GREE Group reported a significant FY2024 downturn with net sales of ¥61.3 billion and an operating profit of ¥6.0 billion, representing year-over-year declines of 19% and 52% respectively.
The Game and Anime segment, previously anchored by titles like Heaven Burns Red, saw a 24% contraction in sales due to the absence of major prior-year anniversary events.
The REALITY platform achieved full-year profitability for the first time, driven by a 190% surge in VTuber business sales and an expanded roster of 59 performers.
The company projects a further 37% decline in operating profit to ¥3.8 billion for FY2025 as it prioritizes long-term investments in VTuber talent, B2B solutions, and console game development.
The Investment Business remains a stable pillar, managing ¥84.4 billion in assets with an internal rate of return exceeding 16%.
GREE has revised its FY2026 medium-term targets downward to ¥66.4 billion in sales and ¥3.1 billion in operating profit to account for rising development costs and adjusted release schedules.
Management is reorganizing the DX and Commerce segments to shift away from labor-intensive services toward a recurring-revenue SaaS model.
GREE Group concluded fiscal year 2024 with net sales of ¥61.3 billion and an operating profit of ¥6.0 billion, representing year-over-year declines of 19% and 52% respectively.
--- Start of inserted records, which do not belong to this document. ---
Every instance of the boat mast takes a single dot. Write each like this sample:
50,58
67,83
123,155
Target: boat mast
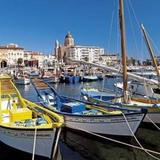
150,51
123,50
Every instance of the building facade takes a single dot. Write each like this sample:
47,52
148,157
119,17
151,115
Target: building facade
109,59
10,54
77,52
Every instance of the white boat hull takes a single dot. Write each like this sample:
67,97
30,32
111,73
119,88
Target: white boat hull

This downturn was primarily driven by a 24% sales contraction in the Game and Anime segment, which suffered from reactive declines following major prior-year anniversary events for titles like Heaven Burns Red. Despite these headwinds, the company maintained profitability through rigorous cost controls and a strategic pivot toward emerging business lines.
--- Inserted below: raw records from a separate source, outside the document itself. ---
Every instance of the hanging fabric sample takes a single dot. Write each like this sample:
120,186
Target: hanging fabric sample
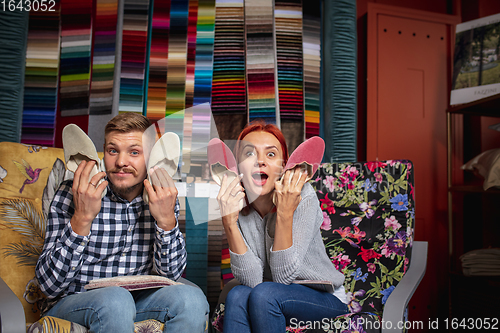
228,83
14,27
204,52
133,54
191,51
158,60
41,77
312,63
260,61
76,45
177,57
288,27
103,59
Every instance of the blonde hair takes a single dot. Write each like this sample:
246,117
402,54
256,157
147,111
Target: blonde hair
127,122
The Metaverse segment emerged as a key growth driver, with the REALITY platform achieving full-year profitability for the first time. This success was bolstered by a 190% surge in VTuber business sales, supported by an expanded roster of 59 performers. Conversely, the DX and Commerce segments faced structural challenges, leading to a strategic reorganization aimed at transitioning from labor-intensive services to a recurring-revenue SaaS model. While the Investment Business remained a stable pillar of strength—managing ¥84.4 billion in assets with an internal rate of return exceeding 16%—the broader corporate outlook remains cautious.
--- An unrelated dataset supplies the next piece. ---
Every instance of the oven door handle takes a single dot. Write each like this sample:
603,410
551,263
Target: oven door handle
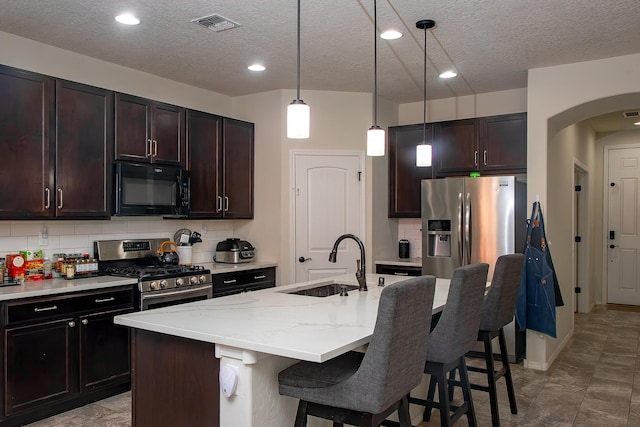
179,292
Forecasts for fiscal year 2025 project a further 37% decline in operating profit to ¥3.8 billion as the company prioritizes medium-to-long-term investments. These expenditures are directed toward aggressive VTuber talent acquisition, B2B solution integration, and an expanded game development pipeline that includes a planned entry into the console market. Consequently, medium-term targets for fiscal year 2026 have been revised downward to ¥66.4 billion in sales and ¥3.1 billion in operating profit to account for adjusted release schedules and rising development costs across the Japanese and international markets.